Declines in November and December are typical due to light trading volume on the major stock indexes and an overall reluctance by companies to make major announcements during the pre-Thanksgiving through New Year's slowdowns. Call it consumerism trumping consumerization. Holiday slowdown aside, IPA completed its first year up 4.3% having whipsawed between a high of 128.0 in April and a low of 91.8 in December.
A study commissioned by cloud storage vendor TwinStrata found that PaaS adoption grew the fastest in the past year across all cloud initiatives. 37% of respondents have been using cloud computing in some form for at least three years up from 27% in 2012. Chief among obstacles large enterprises (those with more than 1,000 employees) cite to additional cloud adoption are security, cost, performance, reliability, and uptime. Those last two aren't surprising given the black eye PaaS vendor Salesforce.com gave cloud vendors with its three-hour service outage November 15.
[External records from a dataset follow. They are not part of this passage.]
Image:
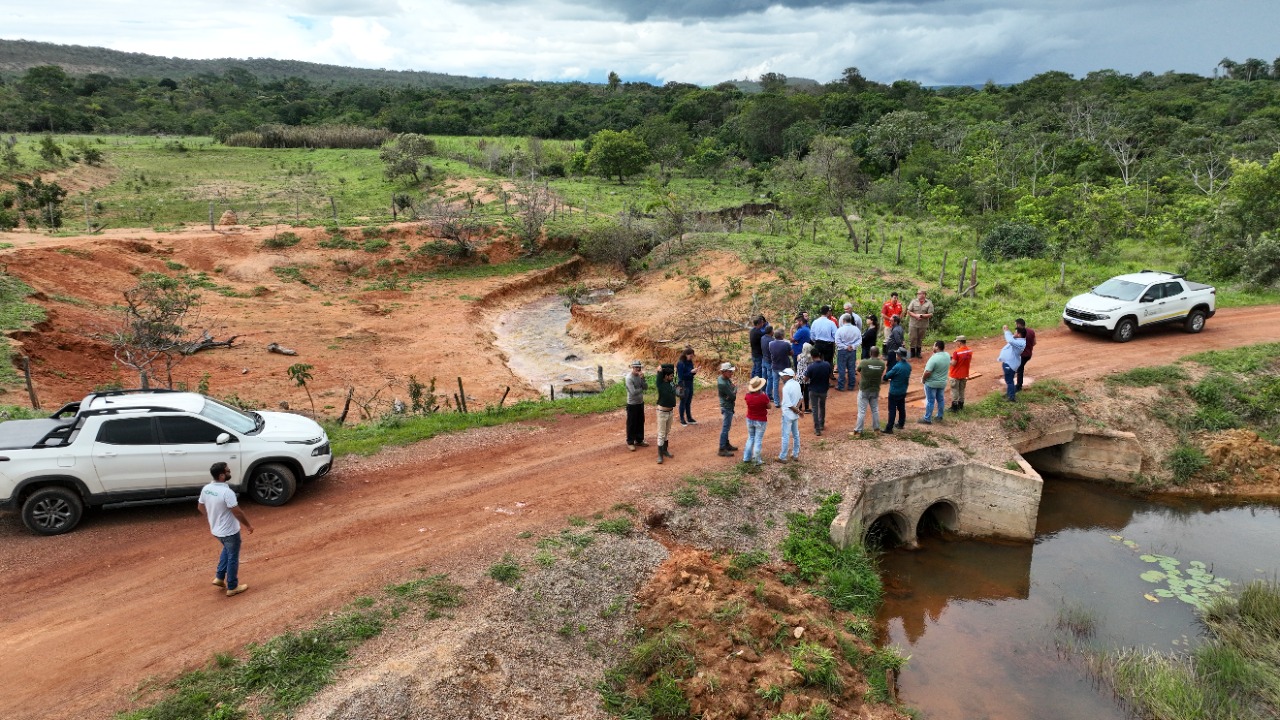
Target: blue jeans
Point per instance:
(790, 432)
(754, 438)
(845, 361)
(1010, 382)
(933, 396)
(228, 563)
Despite the, uh, dark cloud cast by the Salesforce outage, cloud aficionados have reason to rejoice: a study of 153 federal IT executives by IT consultant MeriTalk revealed PaaS has the potential to save the federal government $20 billion a year or nearly a third of its annual IT budget. As government agencies shift the burden of maintaining legacy systems and developing new applications to cloud-based environments, overall support costs will plummet.
PaaS reduces the cost and complexity of every facet of the app dev lifecycle: from demand management through to governance, provisioning, storage, security, versioning, and analysis. If the government, not known for cost efficiency, plans to shave a third of its budget with PaaS, imagine what it will do for the rest of us.